Nei prossimi anni l’Intelligenza Artificiale generativa può sostituire 20 milioni di lavoratori solo in Europa. Questo il preoccupante scenario tratteggiato dallo studio di Anselm Küsters ed Eleonora Poli intitolato Resisting or Rebooting the Rise of the Robots? Lo studio è stato pubblicato il 13 febbraio scorso dal Centres for European Policy (CEP).

 

Le professioni più coinvolte sono quelle dei colletti bianchi medici, magistrati, insegnanti, ma soprattutto impiegati e dirigenti pubblici.
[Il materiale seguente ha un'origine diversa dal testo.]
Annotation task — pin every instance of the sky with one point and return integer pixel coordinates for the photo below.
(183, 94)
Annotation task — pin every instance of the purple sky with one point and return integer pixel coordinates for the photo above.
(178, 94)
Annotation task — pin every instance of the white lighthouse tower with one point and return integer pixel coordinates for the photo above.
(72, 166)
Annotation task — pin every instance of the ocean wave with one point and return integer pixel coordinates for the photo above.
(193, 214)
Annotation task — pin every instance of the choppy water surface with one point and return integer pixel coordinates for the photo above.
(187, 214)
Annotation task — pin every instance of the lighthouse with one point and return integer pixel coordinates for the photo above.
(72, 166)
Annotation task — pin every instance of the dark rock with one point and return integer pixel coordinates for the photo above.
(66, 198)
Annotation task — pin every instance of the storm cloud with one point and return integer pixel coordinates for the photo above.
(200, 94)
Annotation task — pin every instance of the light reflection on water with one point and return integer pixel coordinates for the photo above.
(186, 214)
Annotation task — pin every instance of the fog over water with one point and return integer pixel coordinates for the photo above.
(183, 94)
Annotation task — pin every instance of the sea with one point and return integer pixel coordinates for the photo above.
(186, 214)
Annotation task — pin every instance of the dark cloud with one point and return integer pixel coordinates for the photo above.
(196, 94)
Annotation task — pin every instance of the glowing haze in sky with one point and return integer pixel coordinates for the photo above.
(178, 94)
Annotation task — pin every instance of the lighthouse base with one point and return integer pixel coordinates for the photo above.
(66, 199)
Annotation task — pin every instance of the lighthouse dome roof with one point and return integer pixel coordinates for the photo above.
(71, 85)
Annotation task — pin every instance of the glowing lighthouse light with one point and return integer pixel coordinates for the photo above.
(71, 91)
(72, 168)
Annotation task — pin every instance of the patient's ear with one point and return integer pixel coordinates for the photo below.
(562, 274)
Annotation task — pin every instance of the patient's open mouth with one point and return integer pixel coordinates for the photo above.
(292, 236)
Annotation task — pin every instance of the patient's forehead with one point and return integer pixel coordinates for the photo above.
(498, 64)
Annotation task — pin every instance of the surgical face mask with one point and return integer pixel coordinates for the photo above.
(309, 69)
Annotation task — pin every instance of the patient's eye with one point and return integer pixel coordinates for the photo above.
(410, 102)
Infatti, secondo i dati CEP, l’impatto dell’intelligenza artificiale aumenta con l’aumentare del reddito e intacca almeno il 30% di quelle professioni che necessitano di un’istruzione approfondita.

 

Questa previsione conferma quella dell’ultimo studio, del 14 gennaio scorso, del Fondo monetario internazionale (FMI). Da cui emergeva che il 60% dei posti di lavoro nei Paesi sviluppati sarebbero stati interessati dall’I.A., principalmente a causa della loro natura intellettuale. Tra questi, circa la metà (33%) dei dipendenti avrebbe potuto perdere il posto di lavoro, mentre gli altri avrebbero potuto vedere un miglioramento nella produttività.

 

Per il CEP invece, l’implementazione di un assistente basato sull’I.A. migliorerebbe sì la produttività (+14%) e la velocità (+55,8%) nel servizio al cliente, ma i lavoratori sostituiti, non essendo storicamente soggetti a una diffusa disoccupazione tecnologica, potrebbero creare disordini sociali.

 

L’I.A. generativa è infatti una tecnologia molto più sostitutiva di posti di lavoro che complementare all’attività produttiva. Questo significa che anche se nel medio-lungo termine può contribuire a coprire alcune specifiche carenze di competenze e ad aumentare la produttività, è probabile che a breve termine si riveli insufficiente per colmare la perdita di un numero elevato di lavoratori.